Cara amica, caro amico,
Nel suo ultimo libro, La presunzione fatale (ne uscirà entro l'anno una nuova edizione per l'IBL), Friedrich von Hayek abbozza uno schema di storia delle idee nel quale agli economisti è accordato un ruolo privilegiato. Già il suo maestro Ludwig von Mises aveva ritenuto la scoperta della divisione del lavoro, da parte di autori come David Hume e Adam Smith, la grande svolta nella nostra comprensione del mondo. Per Hayek, ciò che essa implica è la comprensione delle modalità di funzionamento di ordini autopoietici: ovvero di quei processi nei quali si viene a comporre, per l'appunto, un "ordine" anche se il singolo attore si cura soltanto dei propri obiettivi senza alcun interesse al "quadro generale". Questa fu una grande scoperta, in senso proprio, scientifica: esistono ordini e istituzioni che sono l'esito dell'attività autointeressata di milioni di persone, puzzle che si compongono anche se ciascuno di coloro che vi partecipa non ha un'idea precisa di dove mettere la propria tessera del puzzle. Abbiamo scoperto che fenomeni che apparivano ex post coerenti e dovevano, dunque, in qualche modo essere l'esito di un disegno preciso, erano invece l'esito di una miriade di azioni separate, autointeressate, non necessariamente coordinate.

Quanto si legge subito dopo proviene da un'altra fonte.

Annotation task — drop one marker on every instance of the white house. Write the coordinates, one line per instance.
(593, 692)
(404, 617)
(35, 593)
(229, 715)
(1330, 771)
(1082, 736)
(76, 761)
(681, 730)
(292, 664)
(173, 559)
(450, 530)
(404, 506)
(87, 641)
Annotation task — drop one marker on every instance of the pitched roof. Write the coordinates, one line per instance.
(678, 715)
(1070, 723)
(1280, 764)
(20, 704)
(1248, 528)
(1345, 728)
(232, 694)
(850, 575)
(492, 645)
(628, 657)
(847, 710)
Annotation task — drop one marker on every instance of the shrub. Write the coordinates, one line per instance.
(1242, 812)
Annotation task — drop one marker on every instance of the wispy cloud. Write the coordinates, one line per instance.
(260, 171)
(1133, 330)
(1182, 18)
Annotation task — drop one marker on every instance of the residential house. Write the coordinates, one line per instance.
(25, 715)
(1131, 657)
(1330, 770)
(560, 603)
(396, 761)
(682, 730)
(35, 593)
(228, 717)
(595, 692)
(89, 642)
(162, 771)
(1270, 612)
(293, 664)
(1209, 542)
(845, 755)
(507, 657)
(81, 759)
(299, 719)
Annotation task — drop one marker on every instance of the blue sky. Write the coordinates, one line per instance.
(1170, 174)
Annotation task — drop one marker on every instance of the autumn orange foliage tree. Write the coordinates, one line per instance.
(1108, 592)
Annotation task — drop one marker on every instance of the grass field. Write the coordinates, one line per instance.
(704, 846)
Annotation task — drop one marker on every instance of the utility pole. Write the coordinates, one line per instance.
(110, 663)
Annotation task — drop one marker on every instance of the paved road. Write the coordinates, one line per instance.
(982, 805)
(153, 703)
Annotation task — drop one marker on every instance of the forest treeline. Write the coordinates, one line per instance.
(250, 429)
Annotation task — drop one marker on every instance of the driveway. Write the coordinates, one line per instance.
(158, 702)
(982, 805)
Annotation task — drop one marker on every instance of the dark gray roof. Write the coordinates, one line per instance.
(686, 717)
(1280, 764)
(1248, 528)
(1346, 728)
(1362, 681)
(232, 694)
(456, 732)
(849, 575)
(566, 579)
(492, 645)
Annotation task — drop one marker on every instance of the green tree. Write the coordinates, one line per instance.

Studiare i fenomeni sociali significa proprio questo. E per lungo tempo, mentre altri intellettuali ritenevano che fosse venuto il momento di cambiare il mondo, alcuni economisti, anche nel nostro Paese, hanno risposto che semmai era arrivato il momento di provare a comprenderlo. Studiare empiricamente come si determina l'assetto di certi mercati, senza credere che sia l'esito di una sorta di magia, ovvero dell'intervento di pianificatori, esperti e tecnocrati, in grado ovviamente di "mettere a posto le cose" anche nelle circostanze più improbabili.
Purtroppo questa tradizione, non tanto nel solco della scienza economica ma fra gli economisti che intervengono nel dibattito pubblico, si sta spegnendo. Gli stessi che anni fa mettevano in guardia contro i benefici delle "mani visibili", delle politiche industriali, delle spese allegre, delle grandi "scelte di sistema", oggi le caldeggiano. E' cambiato tutto, fra pandemia e guerra? Forse dalla pandemia e dalla guerra abbiamo appreso le lezioni sbagliate.
Mai come oggi il mercato, che poi significa: la libertà di scelta dei singoli individui, vostra e mia, ha avuto così pochi amici. Anche per questo serve più che mai sostenere l'Istituto Bruno Leoni, anche con il 5x1000, come spero potrete fare. Nel mondo dei protezionisti di ritorno, noi non siamo certo infallibili. Sbagliamo come tutti, anche di più. Ma una cosa credo dobbiate riconoscercela: non ci entusiasmiamo per nessun prestigiatore della politica, anche se ci capita di dargli del tu. Credo non sia poco. Serve la coerenza del sangue freddo, per insistere nel provare, per quel che possiamo, a comprendere il mondo, senza illudersi di poterlo cambiare, ovviamente a spese dei contribuenti.